There are about 60,000 inhabitants in Sourabaya. The lower orders of Javanese are a broadly built race of people, seldom above the middle height. The men, when actively employed, have on generally no other garment than a tight cloth round the loins; but at other times they wear a sarong, which is a long piece of coloured cotton wrapped round the waist, and hanging down to the knee. They sometimes add a jacket of cloth or cotton. The women seem to delight most in garments of a dark-blue colour, in shape something like a gown and petticoat; but the neck and shoulders are frequently left bare, and the sarong or gown is wrapped tightly under the armpits and across the bosom.
Both men and women wear their hair long, and turned up with a large comb, so that at a distance it is difficult to distinguish one from the other. The latter have no covering for the head, but the men wear conical hats, made of split bamboo.

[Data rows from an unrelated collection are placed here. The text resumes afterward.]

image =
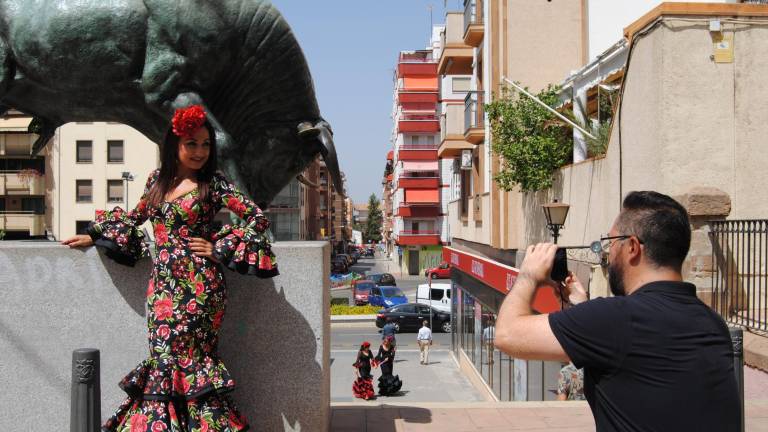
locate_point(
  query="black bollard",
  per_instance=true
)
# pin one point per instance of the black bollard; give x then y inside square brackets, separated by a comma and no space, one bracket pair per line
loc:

A Javanese gentleman usually wears a handkerchief round his head, a smart green or purple velvet or cloth jacket with gold b.u.t.tons, a shirt with gold studs, loose trousers and sometimes boots, and a sarong or sash, in the latter of which is always carried a kriss ornamented with gold and diamonds. The Chinese, as elsewhere, are a plump, clean, and good-tempered-looking people; they, as well as other people from the neighbouring countries, are under charge of a captain or headman, who is answerable for their good conduct. The Dutch troops, dressed in light-blue and yellow uniforms, and mustering upwards of two thousand infantry, besides artillery and cavalry, consist of Javanese, Madurese, and Bugis, with Negroes and Europeans, frequently Dutch convicts who, to escape punishment at home, have volunteered to serve in the army in Java. What can one think of the character of an army composed of such men? and how much more calculated must they be to injure and demoralise than to protect the people, and to maintain order, which is the only legitimate object of a military body! I hope that my readers are not tired with my long account of the Javanese. The next morning I returned to the town with Mr Scott, and immediately set out in search of the pedlar. I was not long in finding him, for he was hovering about the hotel in hopes of having another deal with me. He did not suspect that I had friends who could apply to the authorities to make him give me the information I required. I had my young Javanese guide watching, who instantly ran off to call Mr Scott, while I held the pedlar in close conversation. On Mr Scott's appearance, the impudent look of the man instantly changed to one of submissive respect.
"I thought you were a wise man, Chin Fi," began my friend, who appeared to know him. "Here is a gentleman offers you a handsome reward for a bit of trifling information, and you refuse to give it him; how is this?"
"Though the information is trifling, the young gentleman seemed very eager to get it," answered Chin Fi, recovering himself. "But I am a reasonable man, and was about to give it when he interrupted me yesterday."
"Continue your story, then," said Mr Scott, aware, however, that he was not speaking the truth. "You were in the island of Timor when you procured the brooch in question."